What had happened in the great age of Greece happened again in Renaissance Italy: traditional moral restraints disappeared, because they were seen to be associated with superstition; the liberation from fetters made individuals energetic and creative, producing a rare florescence of genius; but the anarchy and treachery which inevitably resulted from the decay of morals made Italians collectively impotent, and they fell, like the Greeks, under the domination of nations less civilized than themselves but not so destitute of social cohesion.
So our free-thinking, our scepticism, our scientific approach threatens to make us rather wimpy political leaders. We question the "morals" that the other side leaves unquestioned, and hence we find ourselves left without a pre-scribed moral code; we are left to reason and deliberate about moral matters among ourselves. And, while we are having thoughtful debates or entertaining experiments in living, the other side, organized and single-minded kicks our asses.

Russell gives a wonderfully attractive summary of the rise and fall of civilizations at the end of his introduction:

Throughout this long development, from 600 B.C. to the present day, philosophers have been divided into those who wished to tighten social bonds and those who wished to relax them . . . The disciplinarians have advocated some system of dogma, either old or new, and have therefore been compelled to be, in a greaters or less degree, hostile to science, since their dogmas could not be proven empirically. They have almost invariably taught that happiness is not good, but that 'nobility' or 'heroism' is to be preferred. They have sympathy with the irrational parts of human nature, since they have felt reason to be inimical to social cohesion. The libertarians, on the other hand, with the exception of the extreme anarchists, have tended to be scientific, utilitarian, rationalistic, hostile to violent passion, and enemies of all the more profound forms of religion.

While I don't think that what we mean by "libertarians" now is the same thing that Russell mean (at least those who are aligned with the social conservatives in the US), I like this neat portrait that he draws.
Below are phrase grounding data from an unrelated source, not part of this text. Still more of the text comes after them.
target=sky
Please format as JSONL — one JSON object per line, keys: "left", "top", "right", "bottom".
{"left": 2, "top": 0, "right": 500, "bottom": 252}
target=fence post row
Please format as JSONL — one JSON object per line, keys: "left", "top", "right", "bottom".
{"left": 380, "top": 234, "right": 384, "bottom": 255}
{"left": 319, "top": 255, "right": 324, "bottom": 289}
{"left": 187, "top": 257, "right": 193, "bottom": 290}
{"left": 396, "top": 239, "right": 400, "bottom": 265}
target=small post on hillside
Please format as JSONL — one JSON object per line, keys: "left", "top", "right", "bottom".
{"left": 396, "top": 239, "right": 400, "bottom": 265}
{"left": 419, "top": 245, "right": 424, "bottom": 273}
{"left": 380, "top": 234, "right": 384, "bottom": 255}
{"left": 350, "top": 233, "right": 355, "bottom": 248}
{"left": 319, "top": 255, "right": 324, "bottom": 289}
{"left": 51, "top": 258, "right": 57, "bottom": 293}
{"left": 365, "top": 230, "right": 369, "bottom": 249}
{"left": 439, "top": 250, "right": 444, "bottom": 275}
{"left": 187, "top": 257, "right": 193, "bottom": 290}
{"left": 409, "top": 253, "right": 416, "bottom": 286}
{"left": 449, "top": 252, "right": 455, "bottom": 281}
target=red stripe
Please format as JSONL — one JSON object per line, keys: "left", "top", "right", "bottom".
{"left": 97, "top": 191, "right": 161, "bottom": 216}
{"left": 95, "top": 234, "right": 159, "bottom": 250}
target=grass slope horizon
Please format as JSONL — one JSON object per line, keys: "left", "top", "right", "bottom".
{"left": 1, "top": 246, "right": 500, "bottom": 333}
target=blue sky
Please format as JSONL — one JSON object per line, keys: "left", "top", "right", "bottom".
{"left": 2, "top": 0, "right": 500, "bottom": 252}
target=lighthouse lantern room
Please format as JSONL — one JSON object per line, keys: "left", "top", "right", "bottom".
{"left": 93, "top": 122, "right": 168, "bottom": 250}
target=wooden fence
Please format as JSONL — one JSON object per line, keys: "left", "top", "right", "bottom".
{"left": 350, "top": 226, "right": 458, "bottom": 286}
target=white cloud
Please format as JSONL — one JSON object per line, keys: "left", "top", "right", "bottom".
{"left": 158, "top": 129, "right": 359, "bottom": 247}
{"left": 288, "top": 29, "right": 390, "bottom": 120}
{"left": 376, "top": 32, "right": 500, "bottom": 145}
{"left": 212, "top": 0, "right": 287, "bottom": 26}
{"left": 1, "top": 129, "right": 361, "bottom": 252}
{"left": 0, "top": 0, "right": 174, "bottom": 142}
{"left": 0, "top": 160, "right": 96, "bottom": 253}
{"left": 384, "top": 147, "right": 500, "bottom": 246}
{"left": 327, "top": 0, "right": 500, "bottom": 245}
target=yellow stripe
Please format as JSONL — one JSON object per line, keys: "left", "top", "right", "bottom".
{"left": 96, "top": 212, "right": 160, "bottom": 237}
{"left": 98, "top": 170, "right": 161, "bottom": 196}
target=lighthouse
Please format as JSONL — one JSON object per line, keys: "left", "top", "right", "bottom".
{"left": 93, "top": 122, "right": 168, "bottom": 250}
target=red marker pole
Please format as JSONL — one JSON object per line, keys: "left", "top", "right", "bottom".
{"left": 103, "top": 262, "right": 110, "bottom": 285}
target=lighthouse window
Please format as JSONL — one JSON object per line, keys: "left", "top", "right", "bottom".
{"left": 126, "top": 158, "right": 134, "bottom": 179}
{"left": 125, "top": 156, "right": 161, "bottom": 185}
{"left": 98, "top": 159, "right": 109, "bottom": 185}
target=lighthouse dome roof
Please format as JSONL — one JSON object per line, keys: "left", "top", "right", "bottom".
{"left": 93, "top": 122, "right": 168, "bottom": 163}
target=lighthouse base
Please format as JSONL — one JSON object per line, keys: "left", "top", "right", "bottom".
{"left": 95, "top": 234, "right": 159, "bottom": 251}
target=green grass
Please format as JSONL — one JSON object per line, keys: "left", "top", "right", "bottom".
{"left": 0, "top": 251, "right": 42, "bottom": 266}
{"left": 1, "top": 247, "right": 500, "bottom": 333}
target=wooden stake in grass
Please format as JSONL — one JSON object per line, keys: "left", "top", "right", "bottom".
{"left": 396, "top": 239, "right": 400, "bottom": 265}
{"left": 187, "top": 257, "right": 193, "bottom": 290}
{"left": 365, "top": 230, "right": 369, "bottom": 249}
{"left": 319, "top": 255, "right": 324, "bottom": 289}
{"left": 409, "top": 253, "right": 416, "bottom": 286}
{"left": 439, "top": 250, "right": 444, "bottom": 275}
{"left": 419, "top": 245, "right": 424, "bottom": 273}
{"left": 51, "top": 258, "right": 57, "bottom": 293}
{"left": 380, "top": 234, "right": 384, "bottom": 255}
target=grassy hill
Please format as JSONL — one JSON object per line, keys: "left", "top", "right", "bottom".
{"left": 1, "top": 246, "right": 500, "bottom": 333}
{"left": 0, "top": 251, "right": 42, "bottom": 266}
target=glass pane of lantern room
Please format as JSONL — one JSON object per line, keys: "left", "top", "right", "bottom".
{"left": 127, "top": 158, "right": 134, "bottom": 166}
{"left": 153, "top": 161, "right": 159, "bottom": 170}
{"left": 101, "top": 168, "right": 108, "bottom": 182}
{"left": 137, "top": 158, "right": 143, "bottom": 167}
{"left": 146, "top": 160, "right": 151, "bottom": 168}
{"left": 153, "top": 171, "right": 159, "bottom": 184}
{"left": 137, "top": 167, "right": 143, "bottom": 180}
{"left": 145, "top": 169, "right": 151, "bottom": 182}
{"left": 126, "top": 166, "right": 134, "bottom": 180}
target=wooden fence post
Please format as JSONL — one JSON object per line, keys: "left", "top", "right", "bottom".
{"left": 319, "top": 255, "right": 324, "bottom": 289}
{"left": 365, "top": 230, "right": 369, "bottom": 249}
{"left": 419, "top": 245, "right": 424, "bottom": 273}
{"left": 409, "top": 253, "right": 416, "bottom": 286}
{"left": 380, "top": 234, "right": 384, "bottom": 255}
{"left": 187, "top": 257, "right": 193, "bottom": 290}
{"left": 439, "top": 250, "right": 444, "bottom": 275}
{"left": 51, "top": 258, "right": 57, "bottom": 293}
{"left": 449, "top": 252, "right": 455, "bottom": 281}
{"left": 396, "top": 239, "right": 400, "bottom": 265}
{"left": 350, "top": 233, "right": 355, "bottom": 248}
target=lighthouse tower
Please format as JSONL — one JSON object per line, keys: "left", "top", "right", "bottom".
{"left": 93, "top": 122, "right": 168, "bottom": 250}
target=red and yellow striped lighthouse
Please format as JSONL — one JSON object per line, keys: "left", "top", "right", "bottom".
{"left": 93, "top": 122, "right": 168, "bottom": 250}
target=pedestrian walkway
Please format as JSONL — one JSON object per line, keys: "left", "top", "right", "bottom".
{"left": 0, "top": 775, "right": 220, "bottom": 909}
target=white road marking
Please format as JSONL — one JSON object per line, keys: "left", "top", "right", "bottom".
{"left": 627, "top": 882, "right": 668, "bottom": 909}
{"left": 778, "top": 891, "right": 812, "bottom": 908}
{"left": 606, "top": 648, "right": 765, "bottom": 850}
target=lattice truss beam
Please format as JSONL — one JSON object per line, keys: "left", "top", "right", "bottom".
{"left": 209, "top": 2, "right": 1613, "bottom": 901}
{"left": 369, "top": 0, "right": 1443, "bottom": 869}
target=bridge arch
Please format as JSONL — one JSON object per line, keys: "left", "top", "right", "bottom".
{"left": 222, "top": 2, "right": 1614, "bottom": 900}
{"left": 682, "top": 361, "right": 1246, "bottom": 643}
It comforts me, oddly, to know that we (the reality-based, rational-minded folks) regularly become vulnerable to the more dogmatic and anti-science forces out there.

Russell's hope lies in liberalism, which he believes is capable of escaping the endless oscillation between tyranny and anarchy:

The doctrine of liberalism is an attempt to secure a social order not based on irrational dogma, and insuring stability without involving more restraints than are necessary for the preservation of the community. Whether this attempt can succeed only the future can determine.

So I am ending this blog entry rather far away from the point being made by the folks I link to above. (Sorry, I think its the nature of my brain). I wonder what Russell would think of the likelihood of liberalism to curb the excesses of tyranny. Clearly we are not threatening to collapse into anarchy right now. Instead, we are facing an ensuing battle over our right to privacy, our right to have a sphere of our lives in which the government cannot interfere. I hope that liberalism wins out.